Computers, televisions, telephones and other electronic product contain large numbers of essential electronic semiconductor devices. To produce electronic products, hundreds or thousands of semiconductor devices are manufactured in a very small space, using lithography techniques on semiconductor substrates, such as on silicon wafers. Due to the extremely small dimensions involved in manufacturing semiconductor devices, contaminants on the semiconductor substrate material, such as particles of dust, dirt, paint, metal, etc. lead to defects in the end products.
Existing automated semiconductor processing system use robots, carriers, rotors, and other devices, to move and process wafers. These systems are designed to avoid creating particles which may contaminate the wafers. However, even with careful design, material selection, and system operation, particles may still be created by the moving parts of the systems, or by the contacting or abrasion of wafers by components of such systems.
Many automated semiconductor processing systems use centrifugal wafer processors, which spin the wafers at high speed, while spraying or otherwise applying process fluids and/or gases onto the wafers. The rotors typically hold a batch of wafers in a parallel array. While the close spacing of the wafers in such rotors has advantages, such as providing a compact design, if a single wafer breaks while within the rotor, the wafer pieces will often damage adjacent wafers.
During centrifugal processing of wafers within a rotor, it is important to have the process liquids contact the wafer surfaces in a substantially uniform way, so that all useable surfaces of the wafers receive substantially consistent processing, and so that all wafers within the batch of wafers in the rotor (as well as subsequent batches) are generally uniformly processed. As a result, it is advantageous for the rotor in the process chamber (as well as any tray or carrier installed into the rotor) to have a structure which allows the process liquids and/or gases to be sprayed through and onto the wafers. On the other hand, the wafers must be adequately supported to avoid excessive stress and wafer breakage so that the rotor must have adequate structural elements. In addition, as the rotor is typically cantilevered on a shaft extending from the back end of the centrifugal process chamber, and because the rotor may be exposed to large centrifugal forces when spinning at high speed, while remaining substantially centrifugally balanced, the rotor must be relatively rigid and strong. These requirements present design engineering challenges, as the increased material mass and thicker wall sections often used to achieve a strong and rigid design also tend to provide a more closed rotor structure, tending to limit the inflow/inspray of process fluids or gases.

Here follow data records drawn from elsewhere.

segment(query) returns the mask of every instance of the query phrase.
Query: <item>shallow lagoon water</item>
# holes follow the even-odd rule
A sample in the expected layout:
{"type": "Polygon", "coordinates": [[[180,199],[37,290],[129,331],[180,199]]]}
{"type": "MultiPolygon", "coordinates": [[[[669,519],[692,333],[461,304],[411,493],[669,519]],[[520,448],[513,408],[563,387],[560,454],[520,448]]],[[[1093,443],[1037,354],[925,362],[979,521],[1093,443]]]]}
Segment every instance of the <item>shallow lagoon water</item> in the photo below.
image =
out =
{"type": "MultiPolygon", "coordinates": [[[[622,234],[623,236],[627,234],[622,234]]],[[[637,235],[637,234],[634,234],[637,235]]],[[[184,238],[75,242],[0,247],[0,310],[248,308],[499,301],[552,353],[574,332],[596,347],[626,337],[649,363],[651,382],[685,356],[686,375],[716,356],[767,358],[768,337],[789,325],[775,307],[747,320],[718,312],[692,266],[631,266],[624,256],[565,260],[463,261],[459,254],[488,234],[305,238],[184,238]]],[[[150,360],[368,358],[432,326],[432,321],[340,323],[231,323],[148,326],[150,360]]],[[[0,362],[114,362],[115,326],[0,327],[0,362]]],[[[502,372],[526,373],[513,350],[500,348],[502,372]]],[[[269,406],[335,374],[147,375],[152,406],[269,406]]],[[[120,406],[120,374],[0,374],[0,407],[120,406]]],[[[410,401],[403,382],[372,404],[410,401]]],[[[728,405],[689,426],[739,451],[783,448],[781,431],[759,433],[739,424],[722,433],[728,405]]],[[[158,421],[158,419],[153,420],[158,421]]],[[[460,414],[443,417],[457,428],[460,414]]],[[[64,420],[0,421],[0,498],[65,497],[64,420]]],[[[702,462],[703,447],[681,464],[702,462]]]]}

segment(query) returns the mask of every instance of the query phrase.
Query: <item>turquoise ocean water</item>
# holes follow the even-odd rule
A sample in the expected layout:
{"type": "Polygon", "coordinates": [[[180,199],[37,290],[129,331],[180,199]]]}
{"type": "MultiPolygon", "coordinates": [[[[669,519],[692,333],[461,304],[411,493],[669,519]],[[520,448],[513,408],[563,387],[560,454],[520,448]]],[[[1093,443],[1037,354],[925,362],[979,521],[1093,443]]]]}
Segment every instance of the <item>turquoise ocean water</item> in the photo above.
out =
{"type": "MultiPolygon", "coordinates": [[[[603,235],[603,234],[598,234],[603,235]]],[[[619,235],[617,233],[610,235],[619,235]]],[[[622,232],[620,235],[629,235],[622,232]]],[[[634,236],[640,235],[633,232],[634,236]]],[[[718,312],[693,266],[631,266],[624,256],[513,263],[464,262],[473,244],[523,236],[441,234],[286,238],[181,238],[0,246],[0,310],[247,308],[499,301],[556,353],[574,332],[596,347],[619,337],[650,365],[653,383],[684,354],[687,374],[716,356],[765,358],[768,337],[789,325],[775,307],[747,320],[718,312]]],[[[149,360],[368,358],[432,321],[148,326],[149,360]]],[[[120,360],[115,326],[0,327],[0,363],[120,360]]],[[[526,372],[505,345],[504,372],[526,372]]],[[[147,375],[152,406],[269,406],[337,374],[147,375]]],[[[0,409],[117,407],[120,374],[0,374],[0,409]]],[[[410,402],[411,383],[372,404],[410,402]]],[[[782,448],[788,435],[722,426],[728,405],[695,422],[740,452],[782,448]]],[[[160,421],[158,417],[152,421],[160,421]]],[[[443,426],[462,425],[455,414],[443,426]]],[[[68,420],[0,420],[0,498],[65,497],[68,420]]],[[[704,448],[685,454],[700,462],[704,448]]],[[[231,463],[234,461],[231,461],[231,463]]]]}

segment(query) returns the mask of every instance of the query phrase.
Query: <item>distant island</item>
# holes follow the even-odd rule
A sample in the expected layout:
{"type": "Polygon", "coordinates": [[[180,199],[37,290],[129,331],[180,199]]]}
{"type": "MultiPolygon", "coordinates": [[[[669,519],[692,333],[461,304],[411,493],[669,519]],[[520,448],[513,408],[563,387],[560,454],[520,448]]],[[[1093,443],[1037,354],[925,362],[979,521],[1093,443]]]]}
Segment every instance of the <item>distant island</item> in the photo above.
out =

Accordingly, there is a need for improved apparatus and methods for handling and processing wafers.
In a first aspect of the invention, an automated semiconductor wafer processing system has a carrier having wafer slots for holding wafers. The carrier preferably has tapered outside walls. A rotor in a centrifugal wafer processor has inner walls having a corresponding taper. The carrier is secured within the rotor, with minimum space requirements. Alternatively, the carrier preferably has step ribs and or lug ribs having a plurality of incrementally stepped carrier diameter surfaces. The rotor has corresponding incrementally stepped rotor diameter surfaces adapted to engage the carrier surfaces, when the carrier is installed into the rotor.
In a second and separate aspect of the invention, the carrier has a large number of comb slots extending circumferentially between ribs. The comb slots provide an open yet strong and rigid structure. Process chemicals and gases can pass through the rotor to reach the wafers within the rotor.
In a third and separate aspect of the invention, the comb slots are aligned or centered over the wafers. This allows a spray of process liquids to travel straight from spray nozzles to the wafers.
Other advantages will appear. The invention resides not only in the systems (and methods), but also in the subsystems and sub-combinations described and illustrated. The features shown with one embodiment may also be used with other embodiments.